KH. Karim Hasyim (kanan) dan Kiai Sobari (kiri)

KH. Shobari merupakan santri Hadratussyaikh KH. M. Hasyim Asy’ari hingga kemudian mengajar di Pesantren Tebuireng dan dihormati para santri. Salah satu santri beliau adalah KH. Abdul Karim Hasyim.

Keduanya saling menghormati. Kiai Shobari menghormati Kiai Karim, karena Kiai Karim merupakan putra gurunya, sedangkan Kiai Karim menghormati Kiai Shobari, sebab beliau adalah gurunya. Ketika bertemu, keduanya sering berebut sungkem atau cium tangan. Singkat kata, beliau berdua, berebut saling menghormati, bukan berebut dihormati.

Suatu ketika, Kiai Shobari sedang menaiki sepeda ontel. Kebetulan melewati dalem (kediaman) Kiai Karim. Untuk menghormati Kiai Karim, Kiai Shobari turun dari onthelnya dan menuntunnya sambil berjalan pelan tanda tawadhu’. Beliau merasa tidak sopan kalau merelewati rumah Kiai Karim kok malah naik sepeda.

Sepertinya, budaya seperti ini sudah mulai luntur di masyarakat, justru mempercepat laju sepeda, atau malah bleyer-bleyer (menarik gas bersamaan dengan kopling sehingga menimbulkan suara keras).

Saat itu, Kiai Karim sedang ngobrol santai dengan salah satu keponakan beliau, Gus Mahmad Baidlowi (putra KH. Baidlowi Asro dan Nyai Aisyah Hasyim).  Tidak sengaja pandangan Kiai Karim berpindah ke Kiai Shobari yang dengan pelan-pelan menuntun sepedanya.

Majalah TebuirengIklan Tebuireng Online

Spontan Kiai Karim menghampiri gurunya itu untuk berusaha membantu menuntunkan sepedanya. Kiai Karim merasa tidak sopan membiarkan gurunya menuntun sepeda seorang diri, apalagi turun dari sepeda karena takut tidak sopan kepadanya.

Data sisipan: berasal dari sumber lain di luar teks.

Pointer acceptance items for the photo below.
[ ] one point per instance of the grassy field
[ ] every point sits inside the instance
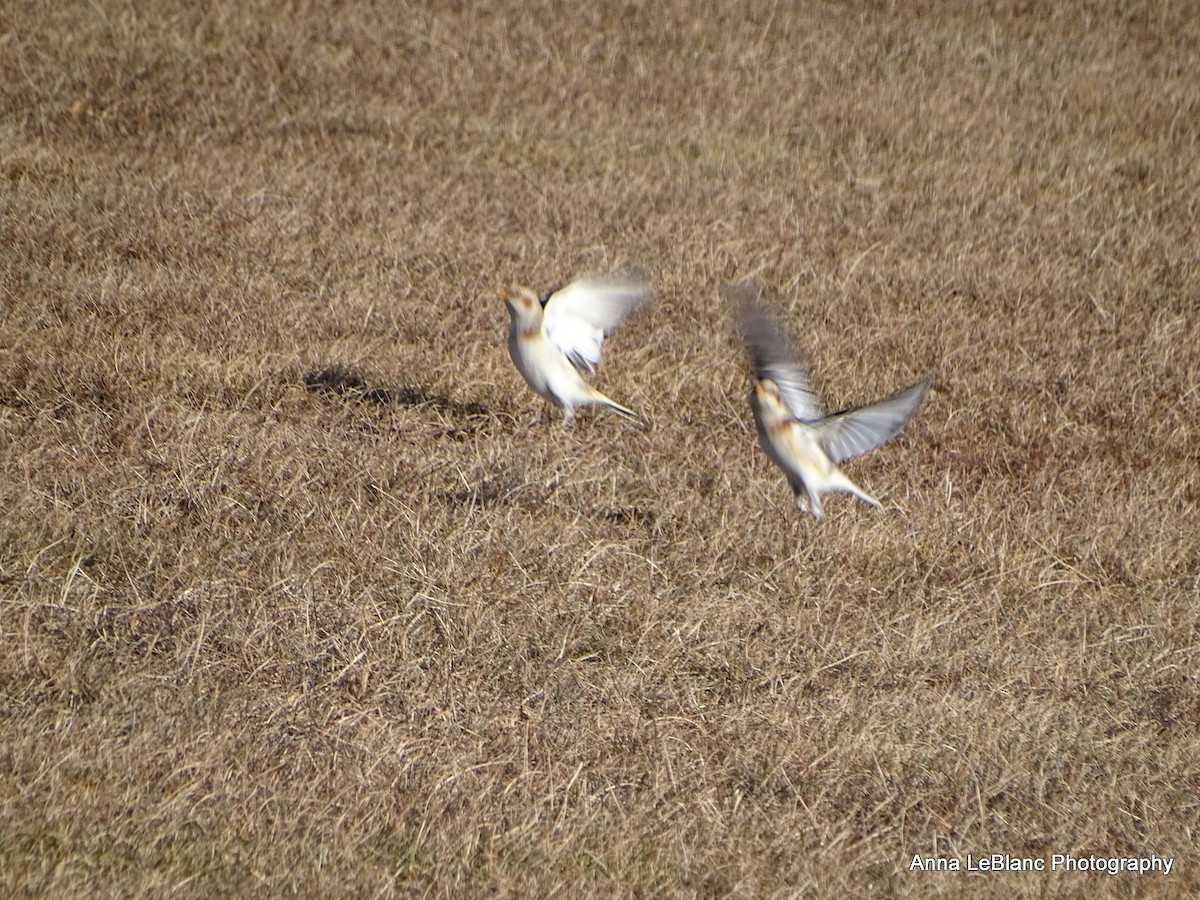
(299, 594)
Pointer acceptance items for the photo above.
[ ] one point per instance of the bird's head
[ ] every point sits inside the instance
(523, 305)
(768, 402)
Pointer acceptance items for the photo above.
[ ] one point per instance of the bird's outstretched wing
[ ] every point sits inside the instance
(771, 355)
(579, 317)
(856, 431)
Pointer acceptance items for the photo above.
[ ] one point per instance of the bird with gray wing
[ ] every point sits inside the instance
(792, 430)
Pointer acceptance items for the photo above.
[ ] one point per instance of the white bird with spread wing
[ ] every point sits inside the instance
(792, 430)
(556, 339)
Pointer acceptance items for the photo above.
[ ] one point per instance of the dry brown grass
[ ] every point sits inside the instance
(295, 597)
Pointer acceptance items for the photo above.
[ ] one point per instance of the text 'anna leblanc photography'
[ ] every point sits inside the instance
(1055, 863)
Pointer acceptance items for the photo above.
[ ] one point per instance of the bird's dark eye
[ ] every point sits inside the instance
(544, 297)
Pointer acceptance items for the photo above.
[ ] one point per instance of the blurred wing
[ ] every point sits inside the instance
(579, 317)
(856, 431)
(771, 355)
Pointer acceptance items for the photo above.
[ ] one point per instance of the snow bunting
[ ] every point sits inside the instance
(556, 339)
(805, 444)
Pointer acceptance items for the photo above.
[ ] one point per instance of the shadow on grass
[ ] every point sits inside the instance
(346, 382)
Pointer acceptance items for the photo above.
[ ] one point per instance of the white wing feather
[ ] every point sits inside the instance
(579, 317)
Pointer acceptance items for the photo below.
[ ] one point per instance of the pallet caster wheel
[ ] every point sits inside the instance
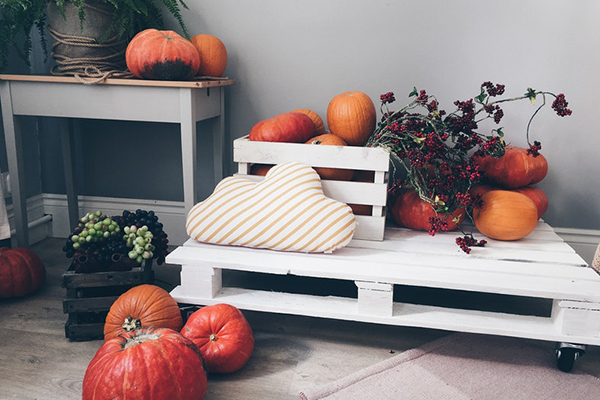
(567, 353)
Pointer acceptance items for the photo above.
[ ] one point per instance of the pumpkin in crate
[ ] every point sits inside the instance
(21, 272)
(148, 363)
(213, 54)
(142, 306)
(162, 55)
(410, 211)
(290, 127)
(505, 215)
(514, 169)
(352, 116)
(317, 120)
(223, 336)
(338, 174)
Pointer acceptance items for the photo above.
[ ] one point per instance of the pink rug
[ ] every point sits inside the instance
(464, 367)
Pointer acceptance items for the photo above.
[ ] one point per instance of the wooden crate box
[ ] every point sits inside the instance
(90, 295)
(371, 193)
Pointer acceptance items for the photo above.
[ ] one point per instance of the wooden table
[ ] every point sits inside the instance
(541, 266)
(183, 103)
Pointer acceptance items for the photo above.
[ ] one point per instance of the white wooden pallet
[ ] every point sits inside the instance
(539, 266)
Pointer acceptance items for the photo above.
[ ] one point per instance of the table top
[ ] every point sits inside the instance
(199, 84)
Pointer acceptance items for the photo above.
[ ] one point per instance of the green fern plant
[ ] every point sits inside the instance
(19, 17)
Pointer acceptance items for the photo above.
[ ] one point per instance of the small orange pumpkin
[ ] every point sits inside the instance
(317, 120)
(163, 55)
(337, 174)
(213, 55)
(411, 212)
(142, 306)
(505, 215)
(514, 169)
(289, 127)
(352, 116)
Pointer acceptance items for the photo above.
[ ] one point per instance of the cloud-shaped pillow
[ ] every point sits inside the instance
(286, 211)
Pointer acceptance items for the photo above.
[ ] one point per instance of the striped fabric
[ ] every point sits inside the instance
(287, 211)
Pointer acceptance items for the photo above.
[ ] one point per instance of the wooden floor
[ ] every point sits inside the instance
(291, 353)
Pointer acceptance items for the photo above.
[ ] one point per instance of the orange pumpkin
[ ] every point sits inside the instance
(317, 120)
(142, 306)
(411, 212)
(289, 127)
(536, 195)
(505, 215)
(213, 55)
(352, 116)
(337, 174)
(163, 55)
(514, 169)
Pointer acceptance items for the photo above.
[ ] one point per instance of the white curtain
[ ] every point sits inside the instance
(4, 226)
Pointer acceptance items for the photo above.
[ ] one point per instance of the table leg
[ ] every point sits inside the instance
(66, 135)
(14, 152)
(189, 158)
(219, 140)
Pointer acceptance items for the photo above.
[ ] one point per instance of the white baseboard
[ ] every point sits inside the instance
(170, 213)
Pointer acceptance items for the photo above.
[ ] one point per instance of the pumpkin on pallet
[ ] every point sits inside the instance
(21, 272)
(162, 55)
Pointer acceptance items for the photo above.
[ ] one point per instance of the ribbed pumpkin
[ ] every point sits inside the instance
(411, 212)
(223, 336)
(352, 116)
(162, 55)
(21, 272)
(317, 120)
(337, 174)
(142, 306)
(505, 215)
(213, 54)
(148, 363)
(514, 169)
(289, 127)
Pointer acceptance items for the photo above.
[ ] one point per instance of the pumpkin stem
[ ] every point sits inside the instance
(131, 324)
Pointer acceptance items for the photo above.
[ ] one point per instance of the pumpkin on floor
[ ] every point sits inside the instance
(21, 272)
(148, 363)
(352, 116)
(411, 212)
(337, 174)
(223, 336)
(514, 169)
(162, 55)
(505, 215)
(213, 54)
(292, 127)
(142, 306)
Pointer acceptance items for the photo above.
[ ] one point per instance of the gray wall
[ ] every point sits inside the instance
(286, 55)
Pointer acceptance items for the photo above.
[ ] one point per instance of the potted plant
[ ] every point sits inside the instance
(126, 18)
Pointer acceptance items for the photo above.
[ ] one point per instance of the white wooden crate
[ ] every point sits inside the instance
(541, 266)
(374, 194)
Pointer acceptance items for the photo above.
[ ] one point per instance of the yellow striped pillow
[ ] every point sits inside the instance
(286, 211)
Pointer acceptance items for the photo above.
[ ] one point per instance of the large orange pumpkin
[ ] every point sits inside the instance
(514, 169)
(213, 55)
(317, 120)
(337, 174)
(505, 215)
(142, 306)
(352, 116)
(411, 212)
(148, 363)
(289, 127)
(162, 55)
(223, 336)
(21, 272)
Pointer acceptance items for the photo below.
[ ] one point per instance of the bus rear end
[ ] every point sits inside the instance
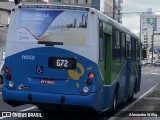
(48, 59)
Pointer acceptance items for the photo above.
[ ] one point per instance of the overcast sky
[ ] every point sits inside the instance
(132, 21)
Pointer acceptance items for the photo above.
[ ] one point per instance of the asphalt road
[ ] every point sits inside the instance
(150, 77)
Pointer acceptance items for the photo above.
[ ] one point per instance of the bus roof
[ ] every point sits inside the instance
(101, 16)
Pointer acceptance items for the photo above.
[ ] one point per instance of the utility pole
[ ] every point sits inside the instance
(114, 1)
(152, 44)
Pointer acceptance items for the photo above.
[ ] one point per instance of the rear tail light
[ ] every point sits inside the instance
(7, 70)
(8, 76)
(91, 75)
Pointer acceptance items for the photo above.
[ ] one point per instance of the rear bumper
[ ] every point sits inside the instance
(26, 97)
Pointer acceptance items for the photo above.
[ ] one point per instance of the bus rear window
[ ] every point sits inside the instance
(67, 26)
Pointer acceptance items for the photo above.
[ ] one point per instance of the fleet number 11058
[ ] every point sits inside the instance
(62, 63)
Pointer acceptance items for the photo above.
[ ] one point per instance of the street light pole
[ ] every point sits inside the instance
(152, 44)
(114, 9)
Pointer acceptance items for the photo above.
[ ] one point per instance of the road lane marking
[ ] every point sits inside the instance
(126, 108)
(27, 109)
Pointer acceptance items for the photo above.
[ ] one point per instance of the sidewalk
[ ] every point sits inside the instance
(148, 108)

Namun, Kiai Shobari menolak dan bersikeras ingin tetap menuntun sepedanya. Sementara itu, Kiai Karim juga bersikukuh agar Kiai Shobari menaiki sepedanya saja, tidak usah dituntun atau Kiai Karim yang menuntunkannya. Tapi, Kiai Shobari tetap tidak mau dan malah berkata dengan sopan, “Biarkan saya yang nuntunj sendiri, Gus”.

Keteladanan dua kiai Tebuireng itu mengajarkan kepada kita tentang ketawaduan murid kepada guru. Dalam tradisi pesantren, ketawadhuan murid (santri) tidak hanya ditujukan kepada guru (kiai) saja, melainkan juga kepada putra-putri dan dzuriyahnya. Hal itu yang ditunjukkan Kiai Shobari. Kiai Karim juga demikian.

Kiai Karim juga menghormati gurunya, walau beliau adalah putra tokoh ulama besar, putra dari gurunya Kiai Shobari, tapi beliau tidak mau menggunakan kebesaran ayahnya untuk berebut dihormati, justru berebut menghormati.

Keteladanan semacam ini, agaknya sekarang ini kurang diminati, atau bahkan sudah mulai luntur. Ada santri menghujat kiainya, ada murid menuntut gurunya, ada guru menghajar muridnya. Itu masih belum berbicara soal etika sederhana sehari-hari, seperti sungkem, sowan, berkata sopan, unggah-unggu, dan lain sebagainya. Malah ada santri yang secara terbuka mengajak debat kiainya dan mempertanyakan keilmuannya, sebaliknya ada pula kiai yang berbuat senonoh kepada santrinya. Permasalahan moral dan akhlak umat dan bangsa ini semakin menjadi-jadi. Wallahu a’lam.


*Disarikan dari buku “Kiai Sastrawan Yang Tak Dikenal, Biografi KH. Abdul Karim Hasyim” karya Muhammad Subkhi dan Ahmad Sholikhin, diterbitkan Pustaka Tebuireng tahun 2011.